ТВОРЧЕСТВО

ПОЗНАНИЕ

А  Б  В  Г  Д  Е  Ж  З  И  Й  К  Л  М  Н  О  П  Р  С  Т  У  Ф  Х  Ц  Ч  Ш  Щ  Э  Ю  Я  AZ

 


– Когда начался двадцатый век, – безжалостно продолжал старик, – состояние Фонтанелли переросло двадцать четыре миллиарда долларов, разделенное на тысячи счетов, распределенные по тысячам банков. Когда началась Вторая мировая война, это было уже сто двенадцать миллиардов долларов, а когда она закончилась – сто сорок два миллиарда. К решающему дню, то есть вчера, состояние составило – уже ваше состояние – приятно круглую сумму почти ровно в один триллион долларов. – Он самодовольно улыбнулся: – Со всеми процентами и процентами на проценты.
Джон глупо таращился на адвоката, двигая нижней челюстью, но не произнося при этом ни звука, потом откашлялся и, наконец, прохрипел голосом туберкулезника:
– Один триллион долларов?
– Один триллион. Это тысяча миллиардов. – Кристофоро Вакки кивнул. – Это значит, вы самый богатый на земле человек, даже богатейший человек всех времен, и с большим отрывом. Триллион долларов только за один этот год принесет вам не меньше сорока миллиардов долларов процентов. Есть на свете две-три сотни долларовых миллиардеров, смотря по тому, как считать, но вряд ли среди них наберется десяток, чье состояние больше ваших процентов за один этот год. Никто никогда не имел хотя бы приблизительно столько денег, сколько будете иметь вы.
– Если поделить годовые проценты, – ревниво взял слово Эдуардо Вакки, – то окажется, что с каждым вашим вдохом вы становитесь богаче на четыре тысячи долларов.
Джон пребывал в состоянии, близком к шоковому. Сказать, что он не мог уразуметь происходящего, было бы недопустимым преуменьшением. На самом деле его мысли вертелись, как скоростная центрифуга, в голове роились отрывочные воспоминания, страхи и болезненный опыт, связанный с деньгами – вернее, с их отсутствием, – и все это превратилось в такой бурный поток эмоций, что в нем кто-то дернул стоп-кран, и полетели все предохранители.

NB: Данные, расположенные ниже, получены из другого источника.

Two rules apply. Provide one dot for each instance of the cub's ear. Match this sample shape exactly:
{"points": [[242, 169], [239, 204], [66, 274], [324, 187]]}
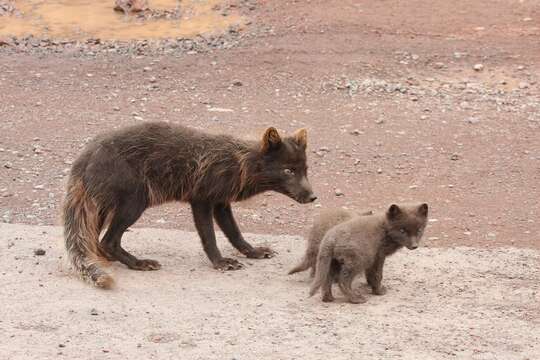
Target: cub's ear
{"points": [[300, 137], [271, 140], [423, 209], [393, 211]]}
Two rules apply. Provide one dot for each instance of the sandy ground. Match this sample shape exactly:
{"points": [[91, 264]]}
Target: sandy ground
{"points": [[461, 303], [387, 90]]}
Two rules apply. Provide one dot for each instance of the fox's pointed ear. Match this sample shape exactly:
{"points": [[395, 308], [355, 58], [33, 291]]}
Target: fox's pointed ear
{"points": [[423, 209], [300, 137], [393, 211], [271, 140]]}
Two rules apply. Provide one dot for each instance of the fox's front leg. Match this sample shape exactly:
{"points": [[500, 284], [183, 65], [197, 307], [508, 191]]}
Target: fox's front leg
{"points": [[374, 276], [202, 215], [225, 219]]}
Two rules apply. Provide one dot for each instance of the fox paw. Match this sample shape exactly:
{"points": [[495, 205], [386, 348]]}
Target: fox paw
{"points": [[260, 253], [381, 290], [226, 264], [327, 298], [357, 299], [146, 265]]}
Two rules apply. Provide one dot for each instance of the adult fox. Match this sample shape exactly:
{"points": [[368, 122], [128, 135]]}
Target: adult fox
{"points": [[122, 173]]}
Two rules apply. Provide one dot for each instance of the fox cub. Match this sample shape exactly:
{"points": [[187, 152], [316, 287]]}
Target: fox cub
{"points": [[361, 244], [324, 222]]}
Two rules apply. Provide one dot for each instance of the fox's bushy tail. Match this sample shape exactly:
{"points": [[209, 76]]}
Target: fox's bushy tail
{"points": [[81, 235]]}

– Триллион, – сказал он. – Просто проценты и проценты на проценты.
– И пятьсот лет времени, – добавил Вакки.
– Это так просто. Любой мог бы это сделать.
– Да. Но не сделал. Никто, кроме Джакомо Фонтанелли. – Седой адвокат склонил голову. – Кстати, это не было так уж просто. Разумеется, банкам известен эффект сложных процентов, поэтому во всех депозитных договорах стоит условие, маленькая, незаметная, но очень важная оговорка, что начисление процентов прекращается после тридцати лет отсутствия движения по счету. Этот пункт призван предотвратить как раз наш случай – что некто, сделав небольшой вклад на книжку, забывает про него, а сто лет спустя является наследник с претензией на колоссальное состояние. – Он улыбнулся. – И по этой причине семья Вакки постоянно обеспечивала движение денег на счетах. С одного счета списать, на другой перечислить. Через десять лет – наоборот. В принципе мы только этим и занимались все пятьсот лет.

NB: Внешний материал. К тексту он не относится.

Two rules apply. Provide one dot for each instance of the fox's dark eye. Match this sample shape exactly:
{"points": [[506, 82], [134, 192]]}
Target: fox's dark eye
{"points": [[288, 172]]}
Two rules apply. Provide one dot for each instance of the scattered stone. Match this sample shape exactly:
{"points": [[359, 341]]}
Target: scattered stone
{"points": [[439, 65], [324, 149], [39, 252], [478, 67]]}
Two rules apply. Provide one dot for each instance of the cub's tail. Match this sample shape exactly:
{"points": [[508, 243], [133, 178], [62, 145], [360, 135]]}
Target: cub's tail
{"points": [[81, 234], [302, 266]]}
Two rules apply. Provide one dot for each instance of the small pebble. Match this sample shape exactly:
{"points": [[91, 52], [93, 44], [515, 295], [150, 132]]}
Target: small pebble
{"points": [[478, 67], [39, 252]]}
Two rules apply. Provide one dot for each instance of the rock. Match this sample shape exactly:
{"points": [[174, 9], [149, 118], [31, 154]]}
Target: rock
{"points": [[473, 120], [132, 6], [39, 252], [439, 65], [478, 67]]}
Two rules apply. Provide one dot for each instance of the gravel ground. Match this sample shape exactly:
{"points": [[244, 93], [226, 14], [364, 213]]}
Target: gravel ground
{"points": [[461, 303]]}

– Только движением на счетах?
– Да. И я убежден, что именно поэтому ваше состояние росло и росло и все еще имеется в наличии, тогда как многие другие состояния исчезли. Их владельцы имели не так много времени – лишь собственную жизнь. Им приходилось идти на риски. Они хотели что-то иметь со своих денег… Ничего подобного не было в нашей семье. Нам не приходилось идти на риски, напротив, мы избегали их. Мы не хотели воспользоваться частью этих денег, поскольку они были не наши. И у нас было время, неизмеримо много времени и священная миссия. – Кристофоро Вакки покачал головой. – Нет, я не думаю, что это смог бы сделать любой. Я думаю, это случай единственный в своем роде.

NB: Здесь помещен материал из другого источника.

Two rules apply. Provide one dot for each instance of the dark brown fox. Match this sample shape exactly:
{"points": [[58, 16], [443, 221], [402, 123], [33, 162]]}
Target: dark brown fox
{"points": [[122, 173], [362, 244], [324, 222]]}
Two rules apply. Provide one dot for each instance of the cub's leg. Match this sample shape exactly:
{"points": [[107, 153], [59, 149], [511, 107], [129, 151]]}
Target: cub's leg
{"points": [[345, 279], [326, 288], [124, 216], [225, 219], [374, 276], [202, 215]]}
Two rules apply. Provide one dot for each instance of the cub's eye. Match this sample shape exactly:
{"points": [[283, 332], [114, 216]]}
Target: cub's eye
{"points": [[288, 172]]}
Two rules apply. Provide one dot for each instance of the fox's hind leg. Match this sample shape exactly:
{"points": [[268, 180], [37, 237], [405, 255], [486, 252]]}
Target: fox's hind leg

Наступил момент долгой тишины. Джон смотрел в пустоту перед собой, оглушенный тем, что с ним произошло. Четверо адвокатов внимательно наблюдали за ним, следя, как он пытался за несколько минут понять то, на что сами они – каждый по отдельности – потратили годы. Они разглядывали его, как разглядывают члена семьи, которого долгое время разыскивали как без вести пропавшего и вот нашли и вернули домой, на родину.
– И что теперь? – спросил, наконец, Джон Сальваторе Фонтанелли, удивляясь, что за окнами все еще светло. У него было чувство, что прошли целые часы с тех пор, как он ступил в этот конференц-зал.
– Придется уладить кое-какие формальности, – сказал Альберто Вакки и пощипал свой платок в нагрудном кармане. – Состояние будет переведено на вас, и мы постараемся сделать это так, чтобы оно не подлежало налогу на наследство. И еще ряд подобных моментов.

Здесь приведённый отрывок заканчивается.